You'd never know, in short, that Canada's Food Guide was drawn up by the same government and paid for by the same taxpayers who fund and support contrary products in agriculture. I think "two solitudes" was the phrase a novelist once used to describe this Canadian trait.
Another trend is identified by the third StatsCan report, Farming In Canada's CMAs [census metropolitan areas]. Canada has the good fortune to have 35,000 farms within 33 urban districts, such as the greater Toronto area. With luck, these could feed urbanites during an emergency (think avian flu or SARS, for example) that kept California, Florida and Chicago food trucks from crossing the border.
It might even be wise to partially fund diverse farms near cities on an insurance principle. Why don't we pay food security insurance just as we insure against theft, fire and flood damage to property? Our money could go to keep farmers on near-urban lands, with an insurance fee supporting their efforts to grow diverse crops.
Instead, what grows near cities is what covers the high price of near-city land. Thus, we have a big increase in near-urban greenhouses, a little less than half of which produce flowers, not veggies.
StatsCan notes that landscaping nurseries on 69,000 acres export irreplaceable topsoil and sod to city lawns. Horse farms account for most near-urban livestock, especially near Toronto and Calgary. Like most pets, horses are raised for recreation rather than meat.
The value-added of alcohol means climatically blessed areas near St. Catharines and Kelowna are mostly growing wine, not tender fruit. There are almost no mixed farms and few dairy, poultry or egg farms near cities. Unless there's a big change in thinking, we're going to be missing meals in a crisis.

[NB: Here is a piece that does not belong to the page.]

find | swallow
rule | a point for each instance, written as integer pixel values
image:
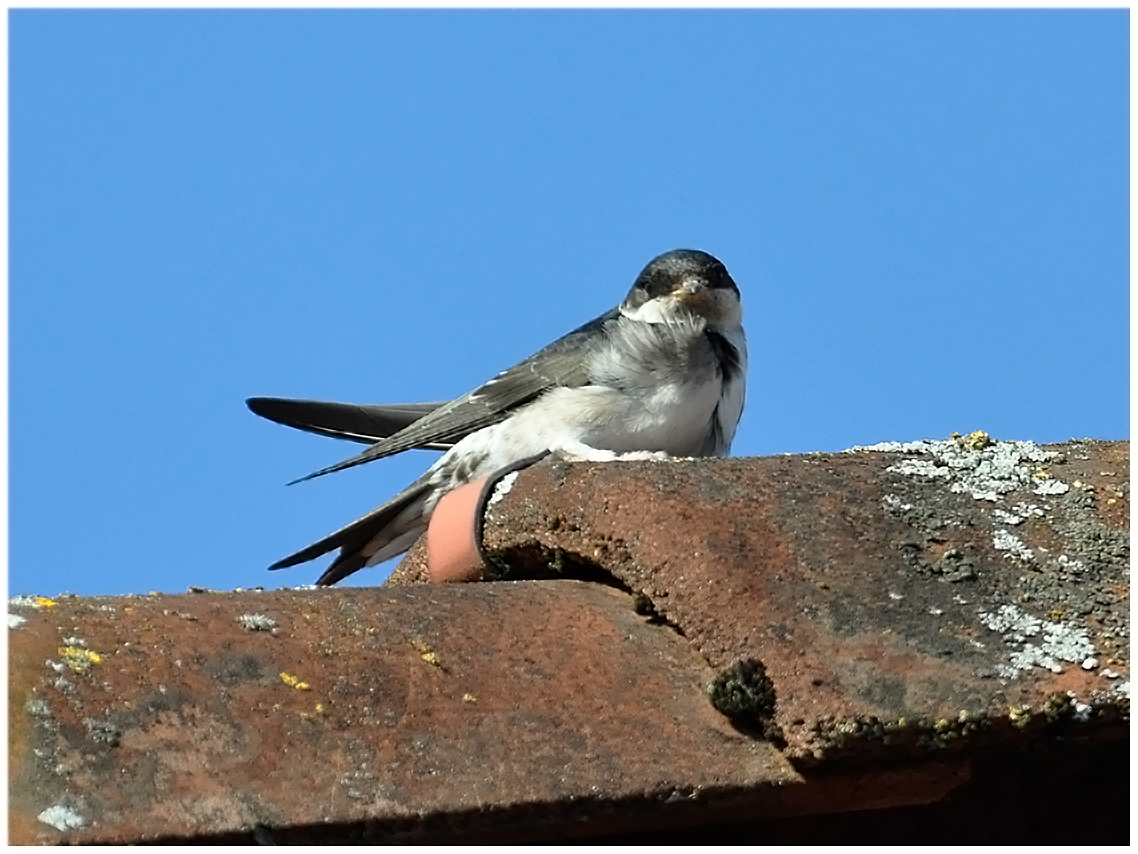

Canada's 3,555 certified organic farms, 60 per cent new since 2001, seem like good news. But the greatest portion of organic land is devoted to prairie grains destined for export to Europe. Sure, organic is the growth segment in food retail, but most of this, especially fruit and veg and processed goods, comes from California, so the premium prices go south.
To buck this trend, the recent Ontario budget gave $200,000 to help all Ontario organic farmers fight the California competition in their home market. To put that in perspective, $200,000 is half the estimated water irrigation subsidy for each and every large exporting farm in California, according to estimates by the Environmental Working Group.
For the people in charge of ag policy, some things never add up.